Tuesday, November 25, 2008

Books to understand America

ari at Edge of the American West put up his list of history books that would allow an interested but non-expert reader to "understand America". My comments:


Albion’s Seed is a book I’ve given as a present several times, always to great effect. I absolutely think it belongs on the list, because its social history gives the context — the bones, as it were — for the political history on the rest of the list. For me, American Slavery, American Freedom can be subsumed into Albion’s Seed — that is, ASAP fleshes out a subset of the ideas in AS.

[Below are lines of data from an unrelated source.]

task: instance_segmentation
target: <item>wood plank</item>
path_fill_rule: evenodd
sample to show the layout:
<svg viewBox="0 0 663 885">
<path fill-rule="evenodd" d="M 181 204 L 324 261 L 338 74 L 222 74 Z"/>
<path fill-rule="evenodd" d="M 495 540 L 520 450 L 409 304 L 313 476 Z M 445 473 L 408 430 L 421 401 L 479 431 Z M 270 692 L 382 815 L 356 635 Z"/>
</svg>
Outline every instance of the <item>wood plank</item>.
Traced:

And for giving real context to your context, I think you also need to include 1491.


And if you’re looking for a book to open the door to discuss issues about women, the frontier, land use, industrialization, and education (to name a few), there is no source better IMHO than Laura Ingalls Wilder. If you have to pick just one volume, it should probably be either Little House on the Prairie or The Long Winter.

I am not kidding.


teofilo, the mandate is “10 books to help an interested but non-expert reader to *understand America*.” I think for that purpose I would drop the Gordon Wood, which is, as ari said, over-focused. I don’t know if there’s a Revolution-through-Constitution equivalent of McPherson.

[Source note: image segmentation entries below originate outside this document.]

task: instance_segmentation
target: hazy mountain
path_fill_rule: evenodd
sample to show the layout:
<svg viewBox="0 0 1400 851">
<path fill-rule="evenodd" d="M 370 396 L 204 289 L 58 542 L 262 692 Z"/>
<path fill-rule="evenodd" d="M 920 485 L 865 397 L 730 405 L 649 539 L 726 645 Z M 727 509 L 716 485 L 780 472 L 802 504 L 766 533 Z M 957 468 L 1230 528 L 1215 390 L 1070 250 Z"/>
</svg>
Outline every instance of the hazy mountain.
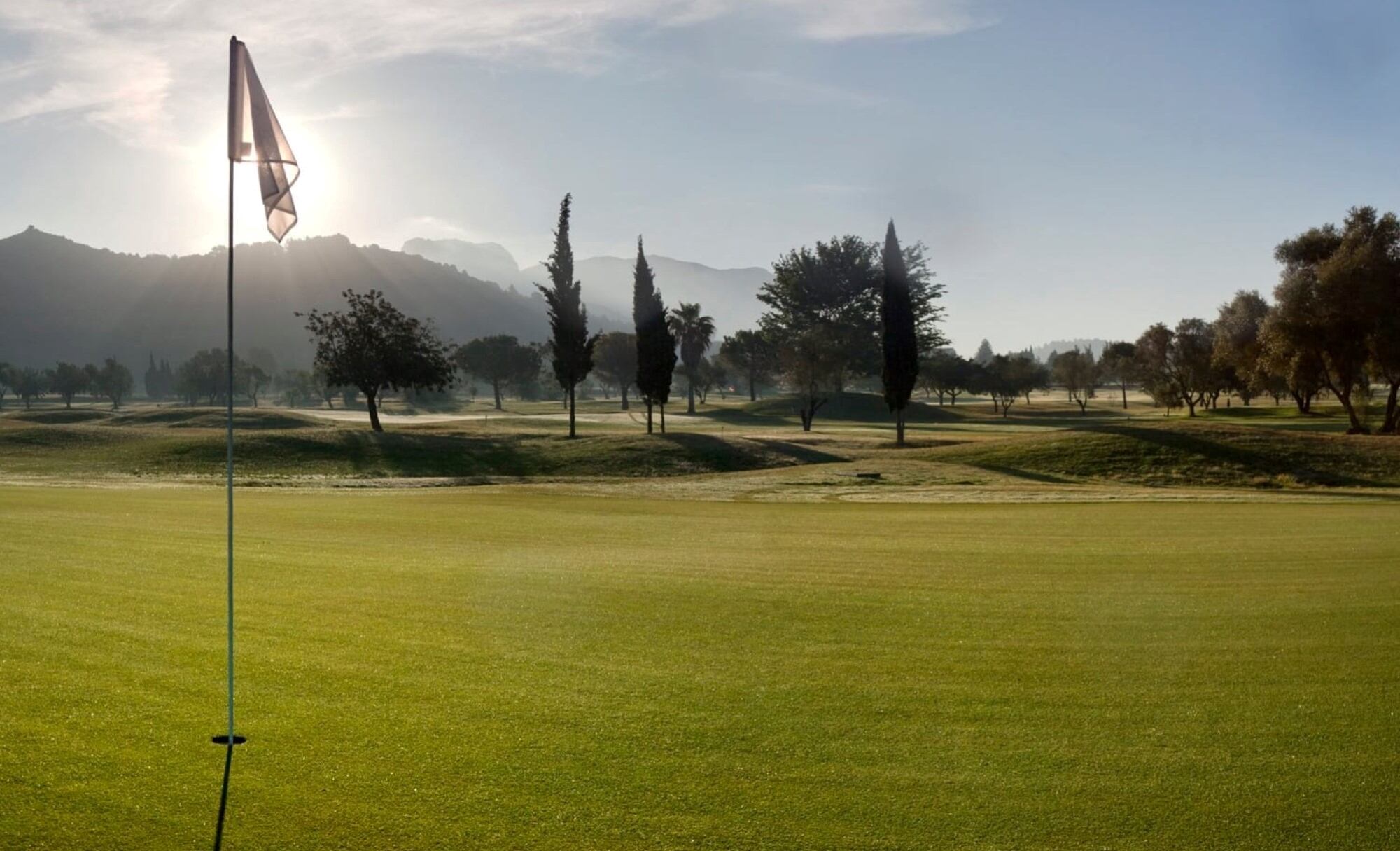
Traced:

If we’re including fiction — which I certainly would — I don’t see how Moby Dick gives an enormous amount of “understanding America”; Huck Finn is the lynchpin. I’m racking my brains, but I can’t think of a fiction about 20th-century America that is as pivotal and illuminating. The defining works of 20th-century culture are on film, IMHO.


SEK:

The reason I favor Huck Finn as opposed to Moby Dick for this purpose is that both landscape and characters are so varied yet characteristically American, and the ending of the book, though IMHO a literary failure, is a failure of an extremely American type. I think MD is a better *novel*, but HF is more helpful in understanding what we are and where we come from, what kind of people America has tended to grow up and what kind of stories we tell ourselves about who we are.


Also, SEK, in what way does Moby Dick contain a “larger sociological cast” than Huck Finn? The thing that jumps out at me is that Moby Dick contains neither women nor children: it is 100% guy with no non-guy elements, so calling it sociologically large strikes me as, well, wrong.

Not that there probably isn’t a paper to be written on “Huck/Jim and/or Ishmael/Queequeg: the Interracial Bromance of American Literature”, if Eve Sedgwick didn’t write it already.